The issue here is what an indefinite integral means. An indefinite integral $\int f(x)dx$ is not a single function; rather, it's best thought of as a set of functions, namely, the set $$\{F: {d\over dx}F=f\}.$$ Elements of this set are called antiderivatives, or primitives, of $f$.
This set will always contain more than one element, since adding a constant won't affect the derivative. Notation like $$\int xdx={x^2\over 2}+C$$ is shorthand for "$\int xdx$ is the set of functions of the form $x\mapsto {x^2\over 2}+C$ for some $C\in\mathbb{R}$."

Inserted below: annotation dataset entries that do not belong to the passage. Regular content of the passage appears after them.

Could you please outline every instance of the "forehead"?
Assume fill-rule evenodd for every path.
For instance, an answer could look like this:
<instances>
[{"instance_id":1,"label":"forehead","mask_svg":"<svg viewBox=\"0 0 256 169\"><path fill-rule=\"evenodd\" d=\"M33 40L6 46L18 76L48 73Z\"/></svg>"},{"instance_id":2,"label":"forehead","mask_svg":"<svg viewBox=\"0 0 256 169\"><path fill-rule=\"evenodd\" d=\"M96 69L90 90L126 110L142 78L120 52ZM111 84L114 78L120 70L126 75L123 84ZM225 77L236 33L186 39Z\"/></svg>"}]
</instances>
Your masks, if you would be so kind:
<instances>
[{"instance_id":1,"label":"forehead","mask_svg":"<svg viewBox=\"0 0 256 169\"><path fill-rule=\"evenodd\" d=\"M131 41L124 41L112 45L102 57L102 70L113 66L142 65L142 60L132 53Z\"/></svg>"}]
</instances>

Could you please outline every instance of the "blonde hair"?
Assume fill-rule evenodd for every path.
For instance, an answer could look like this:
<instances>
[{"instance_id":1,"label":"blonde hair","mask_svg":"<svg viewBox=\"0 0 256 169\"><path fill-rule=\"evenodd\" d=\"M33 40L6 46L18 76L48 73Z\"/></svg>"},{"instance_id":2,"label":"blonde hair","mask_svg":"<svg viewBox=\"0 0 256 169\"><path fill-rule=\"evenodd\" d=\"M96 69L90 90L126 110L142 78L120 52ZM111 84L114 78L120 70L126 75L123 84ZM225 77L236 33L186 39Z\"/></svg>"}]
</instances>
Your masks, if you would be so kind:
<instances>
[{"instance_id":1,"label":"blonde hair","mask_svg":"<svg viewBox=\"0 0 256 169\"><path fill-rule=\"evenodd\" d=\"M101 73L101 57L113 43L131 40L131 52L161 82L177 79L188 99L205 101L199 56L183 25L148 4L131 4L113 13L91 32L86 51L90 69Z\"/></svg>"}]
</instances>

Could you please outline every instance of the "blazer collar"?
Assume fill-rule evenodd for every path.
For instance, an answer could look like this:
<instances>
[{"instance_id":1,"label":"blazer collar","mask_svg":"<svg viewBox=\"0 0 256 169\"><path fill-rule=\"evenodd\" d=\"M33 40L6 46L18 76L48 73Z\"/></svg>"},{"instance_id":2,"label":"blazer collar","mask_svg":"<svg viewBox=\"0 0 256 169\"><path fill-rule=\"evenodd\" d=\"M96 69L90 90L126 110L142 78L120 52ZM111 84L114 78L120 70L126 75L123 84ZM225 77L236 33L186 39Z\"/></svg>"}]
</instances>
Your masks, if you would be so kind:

So no, your observation does not imply that zero equals one.
Note that it's not always the case that two antiderivatives must always differ by a constant: if the domain of the function is "not connected," we have more options. E.g. consider the function $f:x\mapsto {1\over x}$, defined on $\mathbb{R}-\{0\}$, has two "pieces" which can behave very differently: the function $F$ sending $x<0$ to $\ln(\vert x\vert) + 42$ and $x>0$ to $\ln( x) -17$ is an antiderivative of $f$, even though it doesn't differ from the "usual" antiderivative $x\mapsto\ln(\vert x\vert)$ by a constant.